Caleb is still laughing, helplessly. Her eyes are all squinted up; with her hair pulled back in a braid like this, you can see all the perfect angles of her face. Lovable, that’s the word for it. It’s so easy to love her – or to fall in a stupid, shallow version of love just from looking at her. Nott, who has slept in a bed with Caleb and her terrible nightmares and has pulled Caleb out of a pile of literal shit and has watched Caleb read a book about ancient magical theory and regurgitate it word-for-word over the next five hours, eyes glittering with excitement…Nott finds Caleb lovable too. It’s just in a different way.

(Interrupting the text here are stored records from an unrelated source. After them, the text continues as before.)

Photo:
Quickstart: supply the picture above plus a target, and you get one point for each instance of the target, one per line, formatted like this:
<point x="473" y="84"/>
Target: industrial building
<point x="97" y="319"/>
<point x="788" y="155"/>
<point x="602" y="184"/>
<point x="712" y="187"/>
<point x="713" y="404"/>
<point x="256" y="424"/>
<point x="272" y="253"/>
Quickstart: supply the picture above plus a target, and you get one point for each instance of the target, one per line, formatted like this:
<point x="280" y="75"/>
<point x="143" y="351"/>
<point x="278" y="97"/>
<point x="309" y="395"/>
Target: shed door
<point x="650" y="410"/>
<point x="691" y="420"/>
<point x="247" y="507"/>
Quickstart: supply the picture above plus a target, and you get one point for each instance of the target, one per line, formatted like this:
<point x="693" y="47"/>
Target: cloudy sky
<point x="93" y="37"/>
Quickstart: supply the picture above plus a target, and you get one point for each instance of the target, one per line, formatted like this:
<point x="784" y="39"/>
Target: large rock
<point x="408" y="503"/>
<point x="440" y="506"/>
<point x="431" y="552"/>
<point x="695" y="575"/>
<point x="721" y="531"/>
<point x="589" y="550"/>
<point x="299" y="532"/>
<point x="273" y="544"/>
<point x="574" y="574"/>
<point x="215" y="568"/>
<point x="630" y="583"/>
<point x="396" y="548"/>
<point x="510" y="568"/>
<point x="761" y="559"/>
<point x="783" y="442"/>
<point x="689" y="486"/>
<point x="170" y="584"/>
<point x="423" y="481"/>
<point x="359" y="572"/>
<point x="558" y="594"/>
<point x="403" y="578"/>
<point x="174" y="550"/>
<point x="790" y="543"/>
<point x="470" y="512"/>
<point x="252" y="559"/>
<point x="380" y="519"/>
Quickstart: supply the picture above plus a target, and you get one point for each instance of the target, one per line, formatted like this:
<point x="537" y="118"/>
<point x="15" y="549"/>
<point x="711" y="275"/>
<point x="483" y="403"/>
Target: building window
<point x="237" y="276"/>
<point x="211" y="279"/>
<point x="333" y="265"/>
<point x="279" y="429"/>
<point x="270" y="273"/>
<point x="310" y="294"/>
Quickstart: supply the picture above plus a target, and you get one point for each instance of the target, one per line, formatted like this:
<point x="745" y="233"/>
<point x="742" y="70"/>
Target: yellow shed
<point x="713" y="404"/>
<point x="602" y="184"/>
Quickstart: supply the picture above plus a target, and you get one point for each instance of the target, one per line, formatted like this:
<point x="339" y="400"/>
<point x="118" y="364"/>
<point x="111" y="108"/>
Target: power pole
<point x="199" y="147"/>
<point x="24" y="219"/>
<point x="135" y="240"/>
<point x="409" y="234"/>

She looks at Caleb’s perfect teeth and eyes and skin and bones and thinks _if anyone hurts you, I will break them like glass_.

“You are staring,” Caleb says.

“I’m overwhelmed by your many charms,” Nott tells her, reaching out to pat her face. “We should get at _least_ four pigs for your bride-price now.”

“Oh, good,” Caleb says, “as long as I am worth four pigs.” She’s still smiling. She goes back to fiddling with the braid again. “Thank you,” she says, “by the way. Nott. Thank you for—”

“Don’t thank me,” Nott says. “I just want you to be happy.”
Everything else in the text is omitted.